Struktur wacana adalah bangun konstruksi wacana, yakni organisasi elemen-elemen wacana dalam membentuk wacana. Struktur wacana dapat diperikan berdasarkan peringkat keutamaan atau pentingnya informasi dan pola pertukaran. Berdasarkan peringkat keutamaan informasi ada wacana yang mengikuti pola segitiga tegak dan ada wacana yang mengikuti pola segitiga terbalik.
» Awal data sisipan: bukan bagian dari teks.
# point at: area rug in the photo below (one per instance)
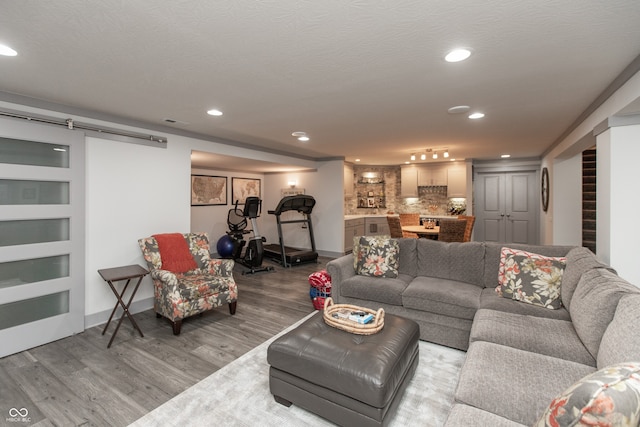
(238, 395)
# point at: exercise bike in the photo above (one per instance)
(237, 222)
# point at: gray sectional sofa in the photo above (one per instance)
(519, 356)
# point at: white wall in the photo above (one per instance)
(566, 197)
(611, 238)
(621, 149)
(133, 191)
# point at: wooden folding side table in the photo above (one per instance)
(117, 274)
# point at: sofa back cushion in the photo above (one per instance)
(579, 260)
(463, 262)
(594, 304)
(621, 341)
(492, 257)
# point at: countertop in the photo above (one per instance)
(422, 215)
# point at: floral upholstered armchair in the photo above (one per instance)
(187, 280)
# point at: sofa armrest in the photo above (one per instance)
(340, 269)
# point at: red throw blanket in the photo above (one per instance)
(174, 253)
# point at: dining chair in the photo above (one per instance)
(469, 229)
(452, 230)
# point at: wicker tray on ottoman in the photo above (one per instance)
(351, 380)
(330, 315)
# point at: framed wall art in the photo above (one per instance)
(208, 190)
(241, 188)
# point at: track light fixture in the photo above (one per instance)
(429, 151)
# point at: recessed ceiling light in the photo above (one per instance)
(302, 136)
(7, 51)
(459, 109)
(457, 55)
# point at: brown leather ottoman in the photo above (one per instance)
(351, 380)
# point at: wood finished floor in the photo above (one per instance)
(77, 381)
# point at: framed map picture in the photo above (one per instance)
(208, 190)
(243, 188)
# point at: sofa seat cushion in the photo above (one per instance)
(598, 291)
(448, 297)
(550, 337)
(379, 289)
(194, 286)
(621, 340)
(492, 301)
(513, 383)
(463, 262)
(465, 416)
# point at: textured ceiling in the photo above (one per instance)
(365, 79)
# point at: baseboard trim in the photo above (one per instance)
(95, 319)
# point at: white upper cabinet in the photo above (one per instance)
(408, 181)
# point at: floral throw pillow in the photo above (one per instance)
(375, 256)
(531, 278)
(608, 397)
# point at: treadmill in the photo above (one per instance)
(285, 255)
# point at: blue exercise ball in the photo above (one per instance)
(225, 246)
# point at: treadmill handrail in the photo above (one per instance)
(302, 203)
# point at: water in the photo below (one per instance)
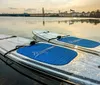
(22, 26)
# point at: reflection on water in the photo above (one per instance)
(91, 21)
(23, 26)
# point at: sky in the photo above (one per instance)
(35, 6)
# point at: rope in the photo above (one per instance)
(58, 37)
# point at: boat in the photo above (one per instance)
(58, 62)
(73, 42)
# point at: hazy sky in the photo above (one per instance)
(49, 5)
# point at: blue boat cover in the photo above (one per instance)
(48, 53)
(80, 42)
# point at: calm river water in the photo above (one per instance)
(22, 26)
Berdasarkan mekanisme pertukaran dapat dikemukakan pola-pola pertukaran berikut: (1) P-S, (2) T-J, (3) P-T, (4) T-T, (5) Pr-S, dan (6) Pr-T.

4. Referensi dan Inferensi Serta Kohesi dan Koherensi Wacana Bahasa Indonesia a) Referensi dan Inferensi Wacana Bahasa Indonesia

Referensi dalam analisis wacana lebih luas dari telaah referensi dalam kajian sintaksis dan semantik. Istilah referensi dalam analisis wacana adalah ungkapan kebahasaan yang dipakai seorang pembicara/penulis untuk mengacu pada suatu hal yang dibicarakan, baik dalam konteks linguistik

maupun dalam konteks nonlinguistik. Dalam menafsirkan acuan perlu diperhatikan, (a) adanya acuan yang bergeser, (b) ungkapan berbeda tetapi acuannya sama, dan (c) ungkapan yang sama mengacu pada hal yang berbeda.

Inferensi adalah membuat simpulan berdasarkan ungkapan dan konteks penggunaannya. Dalam membuat inferensi perlu dipertimbangkan implikatur. Implikatur adalah makna tidak langsung atau makna tersirat yang ditimbulkan oleh apa yang terkatakan (eksplikatur).

b) Kohesi dan Koherensi Wacana Bahasa Indonesia

Istilah kohesi mengacu pada hubungan antarbagian dalam sebuah teks yang ditandai oleh penggunaan unsur bahasa sebagai pengikatnya. Kohesi merupakan salah satu unsur pembentuk koherensi. Oleh sebab itu, dalam sebuah teks koherensi lebih penting dari kohesi. Namun bukan berarti kohesi tidak penting, Jenis alat kohesi ada tiga, yaitu substitusi, konjungsi, dan leksikal.